So for now, we’re targeting medium-sized humanoids as a practical starting point.

Zhaoyang: It sounds like you’re building a kind of Lego system for humanoid robots. But you can’t meet everyone’s needs, right? I’ve seen your videos online—your approach seems to involve imitation learning for manipulation and AI-driven locomotion. I’ve talked to other robotics experts, and there seem to be two mainstream approaches. One is end-to-end, like what Elon Musk advocates as the future. The other is a compositional approach that combines different technologies to create a more feasible solution. What’s your perspective?

Pawel: A year ago, when I started exploring robotics literature and attending conferences, it felt like revisiting the NLP world of 2016. Back then, I was doing my PhD in conversational AI and training models on a single GPU with datasets of about 10,000 dialogues. Fast forward to today—companies like OpenAI and Anthropic process that many dialogues daily for minor fine-tuning tasks.

When I looked at robotics, I saw a similar situation. Researchers are still training models on a single GPU for their PhDs, primarily because you can’t run large language models in the cloud for robotics. Physical robots need to operate at 50 Hz, meaning they need to process and act on data every 20 milliseconds. This makes robotics inherently harder—you not only need smart AI but also hardware-optimized, ultra-reliable systems. That’s why so few people venture into this space.

Historically, robotics has relied on mathematical models to achieve tasks like walking. Recent advances have allowed simulations and game engines to accelerate learning. For example, in a simulation, you can reward a robot for walking in a straight line for 20 seconds. This has become a standard benchmark. However, tasks like manipulation—picking up a bottle and opening it—are far more complex because they require precise torque and friction control, which are difficult to simulate accurately.

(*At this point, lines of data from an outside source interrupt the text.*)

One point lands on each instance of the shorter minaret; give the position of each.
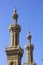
(14, 52)
(29, 51)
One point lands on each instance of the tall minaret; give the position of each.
(14, 52)
(29, 51)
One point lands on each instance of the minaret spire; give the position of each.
(15, 16)
(29, 51)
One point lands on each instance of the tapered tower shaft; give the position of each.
(14, 52)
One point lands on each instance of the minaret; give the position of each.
(14, 52)
(29, 51)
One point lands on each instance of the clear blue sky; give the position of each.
(30, 17)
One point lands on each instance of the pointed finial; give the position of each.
(29, 35)
(15, 15)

Zhaoyang: You’ve already shared some of your background, and I found it fascinating when I first heard your speech last month. You’re an NLP expert, an algorithms guy, transitioning from the large language model field to becoming the CTO of a hardware company—a robotics company. Robots are a hot topic these days, largely because AI advancements are significantly influencing progress in robotics. Could you walk us through how large language models (LLMs) are shaping—or as I like to say, invading—the robotics field?

Pawel: Sure. The beauty of today’s machine learning world is that progress in one domain is easily transferable to others. A year ago, LLMs were the primary focus. Now, if you’re 22 years old and entering the machine learning field, your first exposure is likely with vision-language models—tools that let you input an image and discuss it. It’s no longer just about text.

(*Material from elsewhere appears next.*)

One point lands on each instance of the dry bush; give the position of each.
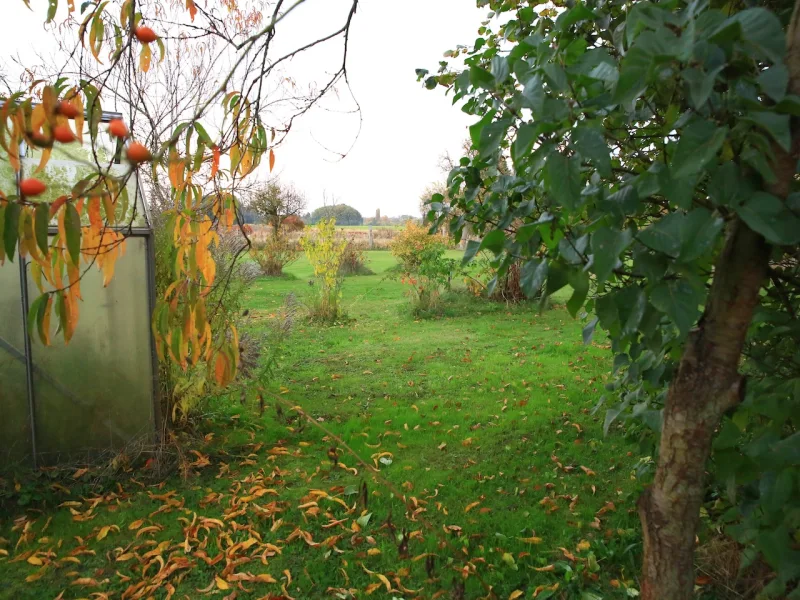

Fast forward, and we now have open-source models that handle speech input and output. In just a few months, we’ll see truly advanced video models. Transitioning from LLMs to vision-language models and beyond isn’t a huge leap; each new data type—audio, video, or motor feedback—becomes just another dimension for the neural network.

In robotics, the only additional dimension is the state information from the robot—details about the motors or joints. Feeding this data into the network makes the training process nearly identical to what we do with LLMs. For me, adapting to the ML side of robotics was just about understanding how to handle this extra input.

However, the hardware side has been a completely different challenge. It’s been nine months, and I’m still learning the intricacies. Everyone warned me, “Pawel, don’t go into hardware—it’s tough.” At the time, I thought they were overreacting. Now I understand them, but I still love robots. I’ll stick with it, even though there’s a steep learning curve.

From an ML perspective, the influence is clear. Robotics today is being shaped more by NLP and ML advances than the other way around. While this is challenging, it’s also incredibly exciting.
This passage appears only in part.